Генерал никого не принимает. Генерала нет дома. Я передам ему вашу просьбу, но, боюсь, его решение непреклонно.
Жильбер сидел наверху, у себя в кабинете; Адриенна даже детям велела не беспокоить его. Держа спину прямо и вскинув подбородок, чтобы казаться выше, в кружевном чепце и легкой косынке, наброшенной поверх домашнего платья, она выходила навстречу очередному посетителю и, не предлагая ему присесть, сообщала, что генерал не сможет его выслушать. (Вы же его слушать не пожелали…)
Дело не в личных обидах и не в мелком честолюбии, Жильбер выше этого. Три года назад, еще до революции, он принимал в Шаваньяке соседей-помещиков. Прогуливаясь с гостями по галерее замка, Лафайет говорил им о свободе, о том, как нуждается в ней французский народ. В этот момент доложили о приходе крестьян; Жильбер приказал их впустить. В зал робко вошли с десяток человек — празднично наряженные девушки несли цветы и корзину с фруктами, а мужчины с разноцветными лентами на пиджаках и шляпах — несколько кругов сыра. Они по очереди подходили к своему господину, опускались на одно колено и целовали ему руку. Жильбер был этим смущен, а гости усмехались. Но они тогда ничего не поняли! Поведение крестьян вовсе не было выражением рабской покорности. Возможно, эти мужчины когда-то были мальчиками из "армии" девятилетнего Жильбера, с которой он бродил по окрестным холмам и лесам, подстерегая ночью "жеводанское чудовище" — гиену-людоеда, наводившую ужас на всю округу Для них и этих девушек он был защитником и покровителем; целуя ему руку, они выражали благодарность и за хлеб из господских закромов, который раздавали в голодные годы, и за все другие добрые дела хозяина Шаваньяка.
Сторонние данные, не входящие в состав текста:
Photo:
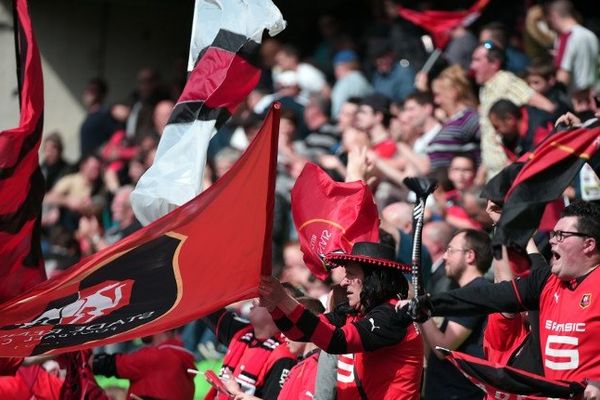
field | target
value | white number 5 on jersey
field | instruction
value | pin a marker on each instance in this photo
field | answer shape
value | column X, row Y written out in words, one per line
column 569, row 357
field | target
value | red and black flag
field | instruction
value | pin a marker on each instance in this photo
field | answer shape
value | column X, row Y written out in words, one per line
column 441, row 23
column 508, row 383
column 204, row 255
column 21, row 180
column 541, row 180
column 331, row 216
column 223, row 65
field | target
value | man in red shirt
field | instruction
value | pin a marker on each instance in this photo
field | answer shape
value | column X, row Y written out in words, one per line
column 565, row 294
column 381, row 358
column 257, row 356
column 300, row 383
column 156, row 371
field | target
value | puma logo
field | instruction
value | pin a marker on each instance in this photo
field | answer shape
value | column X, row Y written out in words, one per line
column 373, row 326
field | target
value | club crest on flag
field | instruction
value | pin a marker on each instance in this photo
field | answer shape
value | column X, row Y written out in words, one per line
column 112, row 299
column 586, row 300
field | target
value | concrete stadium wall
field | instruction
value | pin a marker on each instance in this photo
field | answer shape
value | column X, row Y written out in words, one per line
column 82, row 39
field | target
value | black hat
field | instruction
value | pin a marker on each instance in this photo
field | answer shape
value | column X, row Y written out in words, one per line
column 369, row 253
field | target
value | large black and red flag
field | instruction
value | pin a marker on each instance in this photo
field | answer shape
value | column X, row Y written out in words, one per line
column 21, row 180
column 440, row 23
column 204, row 255
column 223, row 69
column 542, row 179
column 508, row 383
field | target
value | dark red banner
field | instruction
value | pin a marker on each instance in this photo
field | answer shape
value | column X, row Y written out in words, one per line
column 440, row 23
column 331, row 216
column 21, row 180
column 204, row 255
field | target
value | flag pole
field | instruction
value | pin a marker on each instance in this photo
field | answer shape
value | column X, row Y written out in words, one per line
column 17, row 49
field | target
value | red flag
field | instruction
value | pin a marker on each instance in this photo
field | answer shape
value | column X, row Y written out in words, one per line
column 202, row 256
column 223, row 65
column 21, row 180
column 440, row 23
column 504, row 382
column 331, row 216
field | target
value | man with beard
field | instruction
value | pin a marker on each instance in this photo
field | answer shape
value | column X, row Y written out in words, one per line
column 564, row 294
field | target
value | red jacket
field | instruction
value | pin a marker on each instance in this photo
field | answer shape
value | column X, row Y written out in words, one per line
column 158, row 371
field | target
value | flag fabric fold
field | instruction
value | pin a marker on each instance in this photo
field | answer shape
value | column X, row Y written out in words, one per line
column 331, row 216
column 223, row 62
column 440, row 23
column 21, row 180
column 204, row 255
column 508, row 383
column 543, row 179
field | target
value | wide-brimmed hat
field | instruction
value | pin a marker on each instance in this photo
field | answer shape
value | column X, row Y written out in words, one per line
column 368, row 253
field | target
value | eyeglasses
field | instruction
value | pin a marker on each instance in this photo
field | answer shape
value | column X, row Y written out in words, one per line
column 561, row 235
column 451, row 250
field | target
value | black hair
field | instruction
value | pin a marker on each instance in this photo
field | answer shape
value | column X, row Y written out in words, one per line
column 465, row 154
column 381, row 284
column 386, row 239
column 56, row 139
column 504, row 107
column 322, row 103
column 480, row 243
column 495, row 52
column 354, row 100
column 588, row 218
column 420, row 97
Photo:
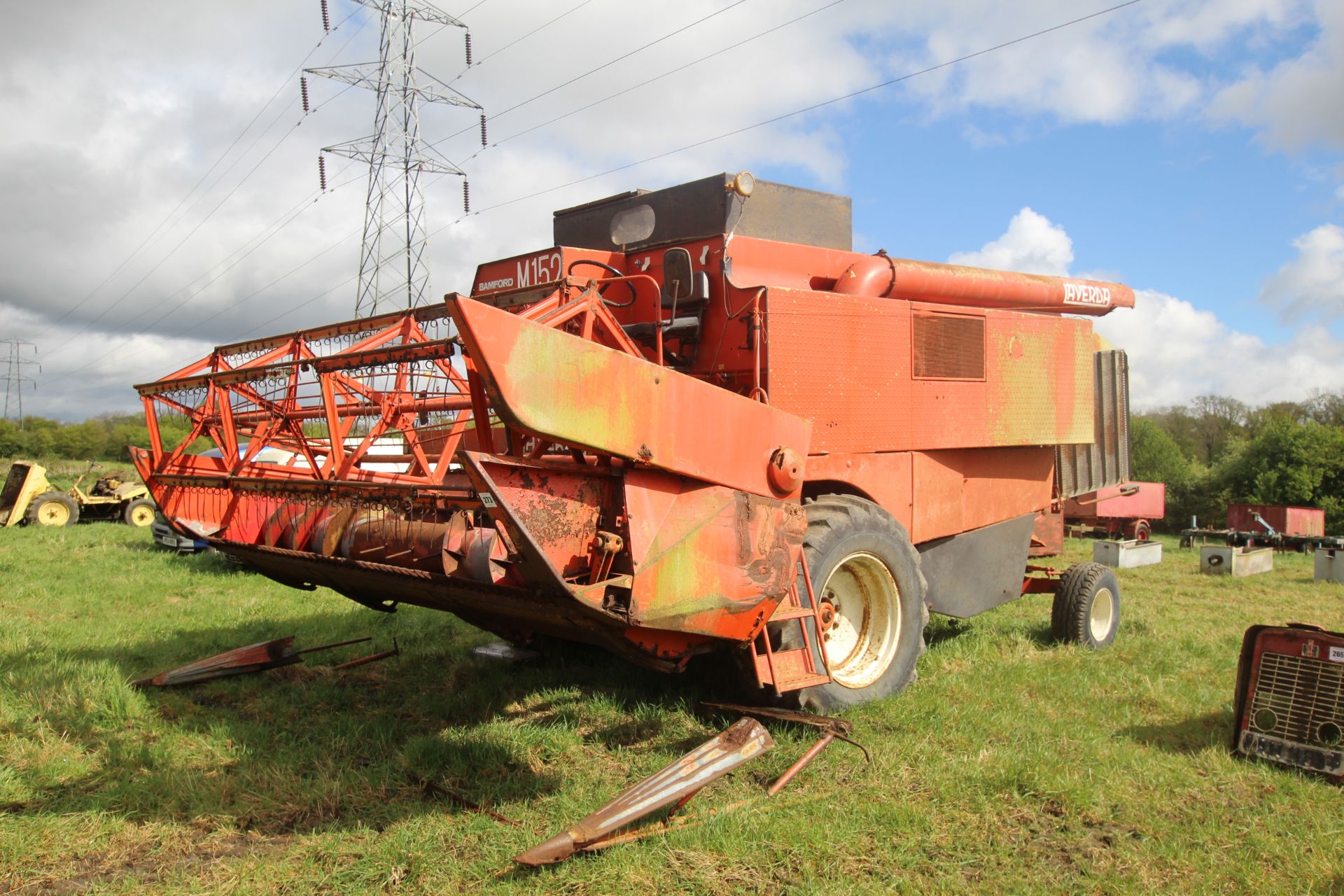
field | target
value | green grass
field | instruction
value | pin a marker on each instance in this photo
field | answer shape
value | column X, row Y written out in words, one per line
column 1011, row 766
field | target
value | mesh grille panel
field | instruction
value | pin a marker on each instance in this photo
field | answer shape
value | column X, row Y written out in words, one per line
column 1105, row 463
column 1301, row 694
column 949, row 347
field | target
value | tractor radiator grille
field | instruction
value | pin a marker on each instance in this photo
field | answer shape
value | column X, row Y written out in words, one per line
column 949, row 347
column 1296, row 696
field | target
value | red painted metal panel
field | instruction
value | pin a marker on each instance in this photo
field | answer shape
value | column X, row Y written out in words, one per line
column 1289, row 520
column 847, row 363
column 720, row 564
column 552, row 383
column 961, row 491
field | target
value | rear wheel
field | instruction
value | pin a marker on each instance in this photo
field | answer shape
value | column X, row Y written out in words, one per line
column 1086, row 606
column 866, row 577
column 139, row 514
column 54, row 508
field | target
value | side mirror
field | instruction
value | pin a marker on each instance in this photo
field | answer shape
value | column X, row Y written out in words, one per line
column 678, row 276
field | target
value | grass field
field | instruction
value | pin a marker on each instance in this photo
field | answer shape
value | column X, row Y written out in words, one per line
column 1012, row 764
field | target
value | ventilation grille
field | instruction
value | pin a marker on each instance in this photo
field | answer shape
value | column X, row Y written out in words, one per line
column 1294, row 696
column 1105, row 463
column 949, row 347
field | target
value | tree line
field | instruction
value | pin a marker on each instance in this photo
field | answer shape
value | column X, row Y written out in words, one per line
column 101, row 438
column 1218, row 450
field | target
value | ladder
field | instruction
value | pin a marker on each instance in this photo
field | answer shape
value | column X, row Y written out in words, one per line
column 796, row 668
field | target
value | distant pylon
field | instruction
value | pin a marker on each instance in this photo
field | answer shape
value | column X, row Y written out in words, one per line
column 13, row 365
column 391, row 261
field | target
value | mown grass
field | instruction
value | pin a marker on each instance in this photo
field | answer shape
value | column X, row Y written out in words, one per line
column 1012, row 764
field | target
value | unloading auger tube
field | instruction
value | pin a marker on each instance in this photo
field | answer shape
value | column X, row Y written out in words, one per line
column 619, row 458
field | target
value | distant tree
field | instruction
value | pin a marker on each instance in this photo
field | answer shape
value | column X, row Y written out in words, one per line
column 1177, row 424
column 1261, row 416
column 1289, row 463
column 1218, row 421
column 1155, row 457
column 1326, row 407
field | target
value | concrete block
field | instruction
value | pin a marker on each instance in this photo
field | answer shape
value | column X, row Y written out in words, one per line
column 1329, row 564
column 1219, row 559
column 1126, row 555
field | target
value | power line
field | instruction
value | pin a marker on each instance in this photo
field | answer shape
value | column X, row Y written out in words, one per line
column 739, row 131
column 737, row 45
column 187, row 195
column 605, row 65
column 812, row 108
column 524, row 36
column 227, row 308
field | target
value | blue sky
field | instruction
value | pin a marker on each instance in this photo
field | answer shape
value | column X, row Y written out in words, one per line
column 1190, row 148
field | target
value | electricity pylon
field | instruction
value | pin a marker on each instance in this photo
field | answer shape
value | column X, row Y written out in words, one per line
column 14, row 377
column 391, row 262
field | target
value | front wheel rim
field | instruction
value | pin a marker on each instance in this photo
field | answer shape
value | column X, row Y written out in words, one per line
column 862, row 641
column 54, row 514
column 1102, row 614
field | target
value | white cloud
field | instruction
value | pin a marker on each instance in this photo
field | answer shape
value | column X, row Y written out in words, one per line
column 1313, row 282
column 1294, row 102
column 1031, row 245
column 1177, row 351
column 100, row 149
column 1110, row 69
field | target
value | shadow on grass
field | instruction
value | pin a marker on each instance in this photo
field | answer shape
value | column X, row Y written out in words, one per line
column 1187, row 736
column 309, row 748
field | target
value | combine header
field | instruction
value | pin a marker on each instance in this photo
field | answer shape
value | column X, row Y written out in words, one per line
column 696, row 422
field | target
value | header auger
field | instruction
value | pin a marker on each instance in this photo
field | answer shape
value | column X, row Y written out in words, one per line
column 698, row 422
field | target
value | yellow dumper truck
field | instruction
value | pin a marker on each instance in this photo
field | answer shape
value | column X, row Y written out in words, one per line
column 29, row 498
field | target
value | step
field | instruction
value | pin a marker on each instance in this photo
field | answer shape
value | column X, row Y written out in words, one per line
column 785, row 612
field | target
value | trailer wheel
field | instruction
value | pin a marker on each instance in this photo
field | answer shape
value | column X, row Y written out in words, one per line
column 54, row 508
column 139, row 514
column 1086, row 606
column 863, row 564
column 1139, row 531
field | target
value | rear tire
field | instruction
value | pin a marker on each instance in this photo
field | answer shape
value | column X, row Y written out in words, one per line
column 862, row 562
column 139, row 514
column 1086, row 606
column 52, row 508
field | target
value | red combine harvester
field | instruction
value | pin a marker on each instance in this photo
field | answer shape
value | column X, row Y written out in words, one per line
column 698, row 422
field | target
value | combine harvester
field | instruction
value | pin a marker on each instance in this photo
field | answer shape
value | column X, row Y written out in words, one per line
column 711, row 425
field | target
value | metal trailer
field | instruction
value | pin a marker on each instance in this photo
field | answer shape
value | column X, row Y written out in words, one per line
column 698, row 422
column 1284, row 528
column 1288, row 520
column 1120, row 512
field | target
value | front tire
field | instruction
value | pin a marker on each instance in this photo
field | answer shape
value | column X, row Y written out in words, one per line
column 54, row 508
column 1086, row 609
column 864, row 567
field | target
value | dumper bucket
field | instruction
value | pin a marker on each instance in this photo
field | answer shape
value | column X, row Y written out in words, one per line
column 24, row 482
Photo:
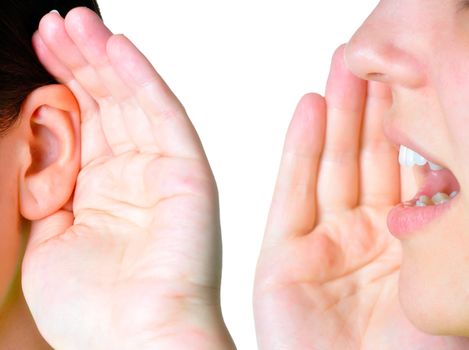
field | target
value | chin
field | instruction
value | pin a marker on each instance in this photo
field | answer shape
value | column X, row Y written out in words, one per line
column 431, row 305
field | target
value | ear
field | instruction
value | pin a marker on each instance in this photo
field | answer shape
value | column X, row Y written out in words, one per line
column 50, row 129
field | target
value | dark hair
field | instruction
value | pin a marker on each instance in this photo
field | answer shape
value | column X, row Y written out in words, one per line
column 20, row 70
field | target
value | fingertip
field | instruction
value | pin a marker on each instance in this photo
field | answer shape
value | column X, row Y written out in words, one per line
column 344, row 89
column 49, row 25
column 81, row 20
column 306, row 131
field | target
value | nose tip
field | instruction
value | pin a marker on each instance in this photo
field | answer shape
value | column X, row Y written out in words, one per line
column 372, row 55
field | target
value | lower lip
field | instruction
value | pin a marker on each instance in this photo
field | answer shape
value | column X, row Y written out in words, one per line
column 405, row 220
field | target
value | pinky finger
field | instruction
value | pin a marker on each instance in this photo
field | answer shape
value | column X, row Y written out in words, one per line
column 293, row 210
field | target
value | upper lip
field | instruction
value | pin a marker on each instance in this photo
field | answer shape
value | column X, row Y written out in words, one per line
column 396, row 136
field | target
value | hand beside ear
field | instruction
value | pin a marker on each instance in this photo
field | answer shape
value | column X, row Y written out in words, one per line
column 138, row 264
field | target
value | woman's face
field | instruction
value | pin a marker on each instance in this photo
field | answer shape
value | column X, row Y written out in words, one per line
column 421, row 49
column 10, row 236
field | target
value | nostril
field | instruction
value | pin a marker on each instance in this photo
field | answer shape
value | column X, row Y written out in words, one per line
column 376, row 76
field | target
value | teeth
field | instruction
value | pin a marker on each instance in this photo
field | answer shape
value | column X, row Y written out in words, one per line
column 440, row 198
column 434, row 166
column 437, row 199
column 408, row 157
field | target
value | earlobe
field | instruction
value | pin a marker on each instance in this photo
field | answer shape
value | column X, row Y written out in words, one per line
column 50, row 124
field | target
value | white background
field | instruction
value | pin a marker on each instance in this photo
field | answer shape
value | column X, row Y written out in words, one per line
column 240, row 67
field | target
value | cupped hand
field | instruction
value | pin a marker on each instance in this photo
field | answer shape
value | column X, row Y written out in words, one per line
column 136, row 263
column 327, row 277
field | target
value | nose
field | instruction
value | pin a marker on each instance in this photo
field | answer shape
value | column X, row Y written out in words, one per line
column 380, row 49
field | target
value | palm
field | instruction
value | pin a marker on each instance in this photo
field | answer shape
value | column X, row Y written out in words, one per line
column 327, row 277
column 137, row 264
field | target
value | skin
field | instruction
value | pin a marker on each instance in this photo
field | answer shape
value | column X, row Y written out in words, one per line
column 330, row 276
column 128, row 256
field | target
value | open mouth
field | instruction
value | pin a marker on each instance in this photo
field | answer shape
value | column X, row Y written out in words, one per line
column 438, row 190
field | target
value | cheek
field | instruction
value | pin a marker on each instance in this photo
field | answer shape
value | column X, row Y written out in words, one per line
column 433, row 286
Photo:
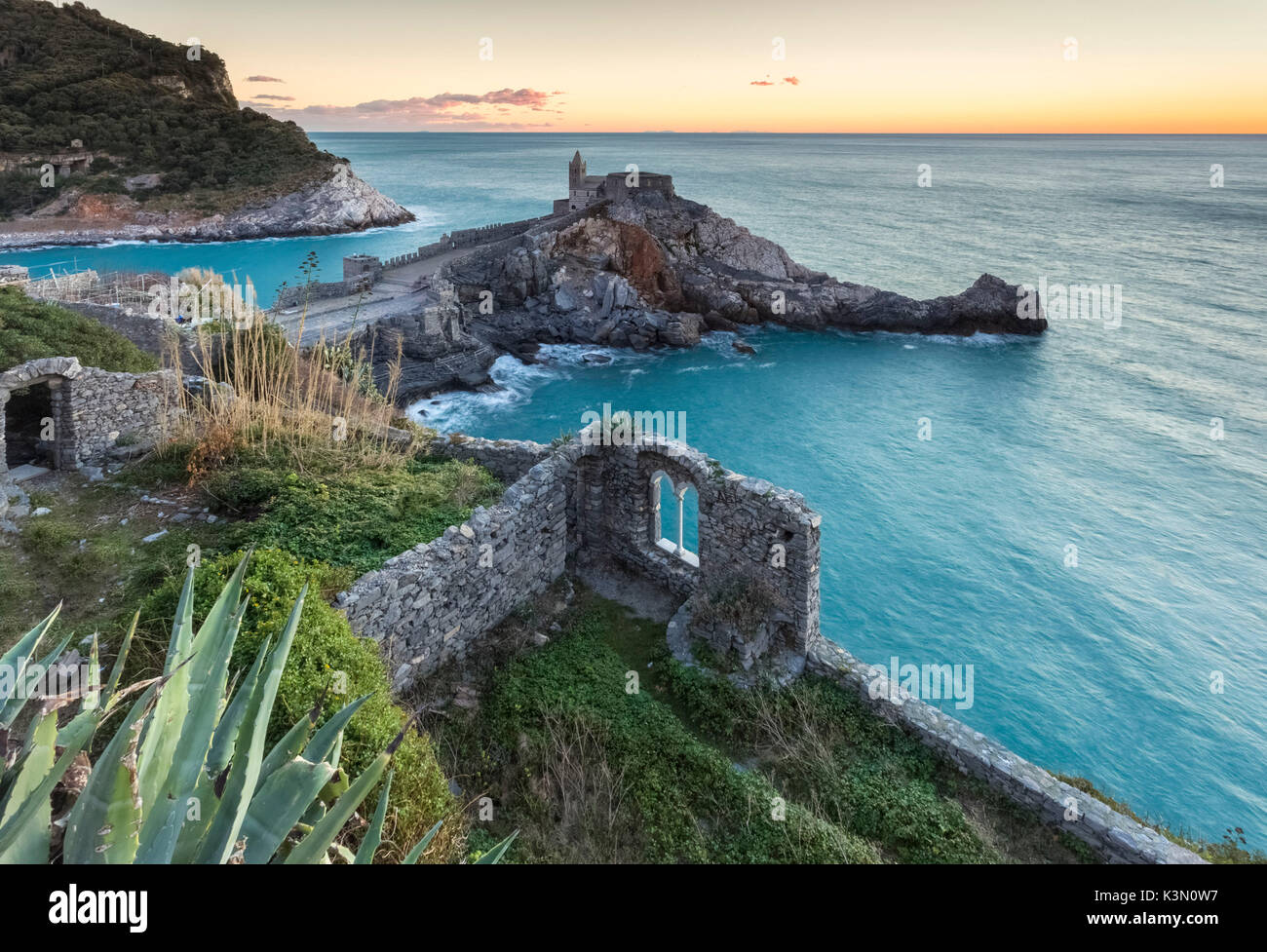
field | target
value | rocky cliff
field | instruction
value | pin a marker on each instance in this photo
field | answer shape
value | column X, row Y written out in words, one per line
column 148, row 142
column 340, row 203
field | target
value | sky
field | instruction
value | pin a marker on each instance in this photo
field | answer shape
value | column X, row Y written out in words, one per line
column 794, row 66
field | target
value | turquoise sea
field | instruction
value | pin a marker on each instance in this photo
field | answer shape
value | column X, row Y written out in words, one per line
column 1141, row 666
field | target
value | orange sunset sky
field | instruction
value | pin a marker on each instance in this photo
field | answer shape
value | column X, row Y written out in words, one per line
column 704, row 66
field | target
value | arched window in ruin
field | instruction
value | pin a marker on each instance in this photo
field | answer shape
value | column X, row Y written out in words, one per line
column 674, row 516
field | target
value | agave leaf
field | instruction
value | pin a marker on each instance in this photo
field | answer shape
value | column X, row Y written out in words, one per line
column 494, row 855
column 16, row 660
column 32, row 842
column 75, row 742
column 249, row 756
column 312, row 849
column 224, row 740
column 117, row 671
column 104, row 821
column 207, row 790
column 211, row 648
column 93, row 690
column 289, row 745
column 315, row 812
column 279, row 805
column 336, row 787
column 327, row 737
column 374, row 834
column 159, row 748
column 416, row 854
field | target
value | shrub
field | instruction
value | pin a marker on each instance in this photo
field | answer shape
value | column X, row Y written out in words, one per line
column 189, row 739
column 324, row 646
column 360, row 519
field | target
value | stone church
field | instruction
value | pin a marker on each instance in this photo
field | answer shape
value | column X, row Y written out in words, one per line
column 586, row 190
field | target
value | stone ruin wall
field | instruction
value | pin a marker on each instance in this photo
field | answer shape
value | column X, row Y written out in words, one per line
column 594, row 506
column 106, row 406
column 431, row 604
column 93, row 409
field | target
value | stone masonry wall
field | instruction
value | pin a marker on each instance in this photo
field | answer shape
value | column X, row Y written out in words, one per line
column 432, row 603
column 93, row 409
column 594, row 503
column 106, row 406
column 1113, row 834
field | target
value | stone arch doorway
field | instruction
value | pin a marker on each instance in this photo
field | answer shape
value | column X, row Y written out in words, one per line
column 29, row 427
column 36, row 420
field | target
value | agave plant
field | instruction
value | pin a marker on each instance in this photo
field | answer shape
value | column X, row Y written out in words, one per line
column 186, row 777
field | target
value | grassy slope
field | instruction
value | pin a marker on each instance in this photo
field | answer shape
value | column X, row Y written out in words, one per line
column 81, row 76
column 29, row 330
column 688, row 769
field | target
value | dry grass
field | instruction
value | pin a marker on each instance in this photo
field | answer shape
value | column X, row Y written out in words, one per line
column 582, row 790
column 307, row 404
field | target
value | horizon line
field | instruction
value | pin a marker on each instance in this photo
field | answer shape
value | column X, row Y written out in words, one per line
column 754, row 132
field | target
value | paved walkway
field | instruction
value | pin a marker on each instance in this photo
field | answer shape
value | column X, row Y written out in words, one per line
column 402, row 290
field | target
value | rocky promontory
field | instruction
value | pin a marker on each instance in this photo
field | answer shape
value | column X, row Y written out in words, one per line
column 649, row 271
column 660, row 271
column 151, row 143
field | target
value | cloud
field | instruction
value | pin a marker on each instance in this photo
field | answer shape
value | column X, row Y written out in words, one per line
column 482, row 110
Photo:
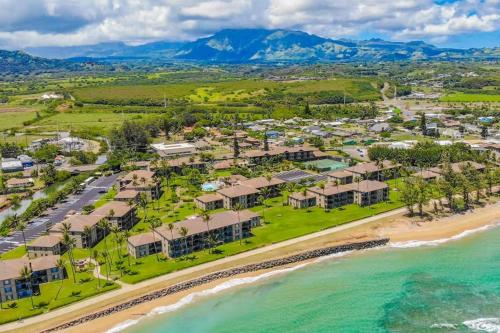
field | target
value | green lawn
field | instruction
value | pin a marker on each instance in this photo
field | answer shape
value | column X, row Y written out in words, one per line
column 85, row 286
column 281, row 223
column 217, row 92
column 15, row 253
column 93, row 120
column 15, row 119
column 463, row 97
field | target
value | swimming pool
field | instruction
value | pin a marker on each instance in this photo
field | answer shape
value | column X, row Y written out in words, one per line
column 326, row 164
column 211, row 186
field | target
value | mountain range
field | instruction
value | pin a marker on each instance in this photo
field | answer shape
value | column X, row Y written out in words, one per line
column 242, row 46
column 263, row 45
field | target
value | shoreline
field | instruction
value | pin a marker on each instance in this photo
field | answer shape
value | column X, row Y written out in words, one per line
column 393, row 225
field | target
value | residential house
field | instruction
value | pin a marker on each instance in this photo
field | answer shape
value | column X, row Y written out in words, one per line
column 374, row 171
column 142, row 245
column 118, row 213
column 300, row 200
column 174, row 150
column 261, row 183
column 177, row 165
column 363, row 193
column 244, row 195
column 458, row 166
column 296, row 154
column 46, row 245
column 142, row 181
column 19, row 183
column 369, row 192
column 222, row 227
column 13, row 286
column 209, row 201
column 127, row 196
column 333, row 196
column 341, row 176
column 77, row 229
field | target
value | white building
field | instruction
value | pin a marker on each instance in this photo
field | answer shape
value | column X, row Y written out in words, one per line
column 70, row 144
column 174, row 150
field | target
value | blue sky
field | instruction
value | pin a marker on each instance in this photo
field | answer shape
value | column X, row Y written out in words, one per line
column 32, row 23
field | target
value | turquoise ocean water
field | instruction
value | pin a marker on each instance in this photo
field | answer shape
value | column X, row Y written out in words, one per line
column 451, row 287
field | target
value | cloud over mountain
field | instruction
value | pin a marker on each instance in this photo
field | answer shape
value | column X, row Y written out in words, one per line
column 31, row 23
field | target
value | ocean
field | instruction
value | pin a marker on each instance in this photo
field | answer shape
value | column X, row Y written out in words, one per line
column 448, row 285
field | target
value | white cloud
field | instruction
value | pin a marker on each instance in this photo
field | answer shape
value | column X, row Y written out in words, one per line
column 28, row 23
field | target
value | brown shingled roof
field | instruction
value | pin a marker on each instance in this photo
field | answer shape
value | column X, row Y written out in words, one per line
column 261, row 182
column 369, row 186
column 127, row 194
column 300, row 196
column 211, row 197
column 331, row 189
column 197, row 225
column 10, row 269
column 78, row 222
column 340, row 174
column 140, row 174
column 119, row 207
column 143, row 239
column 237, row 191
column 46, row 241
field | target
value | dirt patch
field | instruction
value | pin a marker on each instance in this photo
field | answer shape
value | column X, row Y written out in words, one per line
column 4, row 109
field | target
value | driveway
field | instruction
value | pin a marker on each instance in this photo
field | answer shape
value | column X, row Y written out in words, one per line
column 73, row 202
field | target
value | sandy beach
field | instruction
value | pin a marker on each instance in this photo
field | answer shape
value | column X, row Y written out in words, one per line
column 394, row 225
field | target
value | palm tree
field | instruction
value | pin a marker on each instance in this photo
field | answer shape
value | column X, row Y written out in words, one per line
column 143, row 203
column 154, row 222
column 183, row 231
column 87, row 232
column 206, row 218
column 115, row 230
column 60, row 265
column 105, row 255
column 69, row 242
column 25, row 274
column 104, row 225
column 238, row 208
column 170, row 227
column 265, row 193
column 262, row 201
column 21, row 226
column 95, row 256
column 126, row 234
column 322, row 187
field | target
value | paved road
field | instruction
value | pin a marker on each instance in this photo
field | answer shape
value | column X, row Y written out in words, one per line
column 73, row 202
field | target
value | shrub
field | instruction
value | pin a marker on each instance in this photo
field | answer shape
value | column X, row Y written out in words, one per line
column 76, row 293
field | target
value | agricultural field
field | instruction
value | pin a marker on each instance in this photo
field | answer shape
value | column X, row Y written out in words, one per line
column 218, row 92
column 465, row 98
column 103, row 121
column 15, row 117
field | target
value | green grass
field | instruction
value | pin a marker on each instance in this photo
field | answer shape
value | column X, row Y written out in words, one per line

Люди, обнимавшие ноги Лафайета на празднике Федерации в прошлом году, тоже не пресмыкались перед ним — они чествовали героя Нового Света, глашатая Свободы. Неудивительно, что всё это было пустым звуком для сброда, собравшегося третьего дня на площади Карусели, — подонков, которые прикрывались чистым именем Свободы, чтобы вершить свои грязные дела! Но как могла пойти у них на поводу Национальная гвардия, неразрывно связанная с именем Лафайета?..
И дело опять-таки не в оскорблении, нанесенном Жильберу лично, — дело в принципе! Нельзя допустить, чтобы Свобода превратилась в произвол, в ширму для новой деспотии! Если свобода для всех, почему в ней отказывают королевской семье? Слухи о планах побега превратились в какую-то паранойю, однако новыми притеснениями можно только внушить эту идею королю! Недавний закон о запрете эмиграции, обсуждавшийся в Национальном собрании, преследовал единственную цель: помешать уехать за границу тетушкам Людовика XVI, желавшим слушать мессу в Риме, а не в Париже. Подлость и страшная глупость: разве можно сделать человека добрым патриотом, силой привязав его к отечеству и лишив возможности бывать в других краях? Угрозами любви не вызвать! Но отвратительнее всего то, что псевдопатриоты, покусившиеся на личную свободу монарха, замахнулись и на религию.